Just one point to add, is that if things get really tight because of a long-term net drop in income, the IVA protocol allows your IP to decrease your payment by up to 15% without having to approach the creditors. However, dependant on the wording of your individual contract this shortfall may or may not have to be repaid by way of incresed payments further down the line, or by extending the term of the IVA. (From other forums: I know of some customers not having to repay the 15% shortfall, but others having to).
Good luck to those of you 3 Years in - you have more of your IVA behidn you than ahead!!!0 -
Hello there,
I'm fast approacing my 2nd review and have a meeting booked, sadly my mortgaage went from INT only to Repayment adding and additional expense of over £400, my IP said the best they could do is reduce the repayment by 15% (fees) totalng £116 i still have to make up the rest by cutting back on everything. My only other option would be to extend the period of the IVA by 1 year. I have decided to grin and bear it and hope my expenditure doens't increase.Never make assumptions always ask questions>>>>>;)0 -
cheesedoffwithdebt wrote: »But I'd take heart frankly- my understanding is that many IVA's fail in the first year.

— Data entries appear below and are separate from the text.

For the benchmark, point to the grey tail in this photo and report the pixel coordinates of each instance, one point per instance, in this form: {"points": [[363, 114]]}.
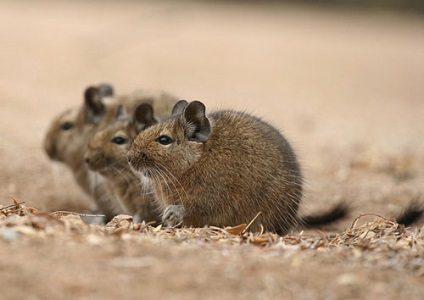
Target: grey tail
{"points": [[338, 212]]}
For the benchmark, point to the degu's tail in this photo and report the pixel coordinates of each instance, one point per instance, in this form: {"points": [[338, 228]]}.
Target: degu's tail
{"points": [[411, 214], [338, 212]]}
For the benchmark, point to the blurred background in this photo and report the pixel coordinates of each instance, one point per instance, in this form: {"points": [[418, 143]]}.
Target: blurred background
{"points": [[342, 79]]}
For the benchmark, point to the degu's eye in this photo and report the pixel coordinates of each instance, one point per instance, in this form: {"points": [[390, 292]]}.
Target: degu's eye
{"points": [[67, 125], [164, 140], [119, 140]]}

If you, like me, are three years in, could I suggest that the worst is probably over now?
I agree, cheesedoff, at 3 years in there is no way I'm letting this fail. When I started the IVA 6 years seemed an eternity but it's surprising how quickly the years have passed. Three years to completion doesn't seem so far away now. I just don't want to be wishing my life away.
I am frustrated at the inflexibility of the plan and, as UpToMyNeck points out, the IP should be the honest middleman. But when that honest middleman takes a percentage of the funds realised (please do correct me if I am wrong) then they won't be faling over themselves to reduce or cap payments and impartiality goes out the window.
I'll be going meticulously through my figures again this evening before submitting them. It'll be like a less entertaining episode of Play Your Cards Right with Brucie.0 -
Max,
You are nearly as cynical as I am!!!
You are correct: Most IVA's have a clause that allows your IP to claim 15% of any 'additional realisations' (over and above your agreed minimum dividend).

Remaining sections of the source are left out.